Zitat von Annre: Es ist für mich einfach nicht nachvollziehbar, wie man durch, beispielsweise Depression, andere Menschen derartig in Bedrängnis bringen kann.
Mit Verlaub: Das ist so mit das Unempathischste, was ich hier seit langem gelesen habe. Depression ist eine Krankheit, die dich an den Rand der Existenz und darüber hinaus treiben kann. In diesem Zustand nimmst du keine Rücksicht mehr auf dich selbst, geschweige denn auf andere. Du kannst hier keine rationale Betrachtung erwarten, denn die würde im Extremfall zum Freitod führen, da man
anderen ja keine Last sein möchte. Im Gegenteil, offene Augen und Ohren sind hier das Größte, was du als Partner/Angehöriger/Freund leisten kannst.
Zitat von Annre: Für mich wird viel zu schnell von Depression gesprochen, was zu einem Stillstand legitimiert.

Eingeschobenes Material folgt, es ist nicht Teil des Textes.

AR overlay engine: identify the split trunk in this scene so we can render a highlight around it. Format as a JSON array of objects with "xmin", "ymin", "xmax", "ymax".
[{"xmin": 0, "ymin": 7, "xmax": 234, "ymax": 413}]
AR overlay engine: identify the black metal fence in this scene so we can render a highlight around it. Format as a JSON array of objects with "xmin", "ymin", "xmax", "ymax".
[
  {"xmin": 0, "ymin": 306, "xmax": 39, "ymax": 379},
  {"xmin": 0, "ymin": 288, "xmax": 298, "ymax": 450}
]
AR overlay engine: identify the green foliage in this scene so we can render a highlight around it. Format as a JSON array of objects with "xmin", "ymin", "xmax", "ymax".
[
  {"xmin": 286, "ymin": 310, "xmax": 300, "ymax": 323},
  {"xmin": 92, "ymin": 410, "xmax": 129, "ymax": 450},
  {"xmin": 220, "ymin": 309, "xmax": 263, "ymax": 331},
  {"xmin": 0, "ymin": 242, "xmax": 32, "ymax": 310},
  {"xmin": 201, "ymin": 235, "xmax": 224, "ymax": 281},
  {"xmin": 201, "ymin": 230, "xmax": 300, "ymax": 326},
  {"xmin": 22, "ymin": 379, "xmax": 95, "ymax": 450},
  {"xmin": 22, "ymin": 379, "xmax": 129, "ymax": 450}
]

Depression ist kein Stillstand. Ein Stillstand wäre toll, dann könnte man daran arbeiten, die Karre wieder zum Laufen zu bringen. Tatsächlich ist eine Depression ein Abwärtsrollen des Autos auf abschüssiger Straße, und gerade zu Anfang versuchst du, dieses Auto mit bloßer Muskelkraft zum Anhalten zu bewegen. Irgendwann kommt dann, hoffentlich, mit der Therapie mechanische Hilfe dazu. Aber ist es deswegen einfach? Nein. Sind depressive Menschen deswegen faul, schwach oder unwillig? Nein. Es geht ums Können, nicht ums Wollen, eher vergleichbar mit gebrochenen Knochen denn mit einem allwöchentlichen Montagstief.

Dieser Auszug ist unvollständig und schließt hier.